Le gend. Oyenuga est venu au Canada du Nigeria en 2006 pour poursuivre ses études postsecondaires à Winnipeg. À l'obtention du diplôme, il voulait amorcer une carrière en application de la loi et s'est installé à Brandon en 2010 pour travailler comme agent correctionnel. L'annonce du poste de gendarme communautaire l'a inspiré et il a posé sa candidature.
« À mon arrivée à la GRC, je n'ai pas eu à nouer des relations, parce que j'avais déjà établi des contacts, explique-t-il. La plupart de mes collègues à Brandon sont heureux de ne pas avoir à me montrer toutes les ficelles –, je connais le secteur et les gens. »
Grâce à son travail d'agent correctionnel, le gend. Oyenuga a des liens avec le bureau de probation, la Société John Howard pour les anciens détenus, de nombreux organismes non gouvernementaux, la police de Brandon, la Mobile Crisis Unit et l'hôpital régional de Brandon.

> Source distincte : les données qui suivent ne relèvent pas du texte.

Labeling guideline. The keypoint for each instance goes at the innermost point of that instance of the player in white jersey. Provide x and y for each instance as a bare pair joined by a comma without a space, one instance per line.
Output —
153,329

« Je peux dire aux gens que je suis ici pour rester et assurer la continuité du service,
dit-il. Il importe d'avoir quelqu'un qui connaît les membres de la population et leur culture, qui a établi des liens et qui peut renseigner les nouveaux policiers sur la communauté. »
Perspective d'avenir
Les 15 membres de la première promotion sont rentrés dans leur secteur d'attache en mars. Les nouvelles recrues et leur collectivité respective ont hâte de voir des changements positifs se profiler à l'horizon.
« Deux écoles m'ont pressentie pour donner des exposés
», précise la gend. Brace, qui organise déjà son programme de visites.
De même, de nombreuses personnes dans la ville du gend. Prentice attendaient ardemment son retour pour décourager les délits mineurs, car une série de vols a eu lieu récemment dans le garage de plusieurs voisins.
« Des voisins m'ont dit : 'ta présence sera utile, si les gens savent que tu es de retour, peut-être que cela en dissuadera quelques-uns.'
»
Le programme doit être évalué par la GRC d'ici quelques années, mais l'intérêt pour celui-ci se manifeste déjà au Nouveau- Brunswick, en Nouvelle-Écosse et au Yukon. Si le projet est une réussite, il sera étendu au reste du pays.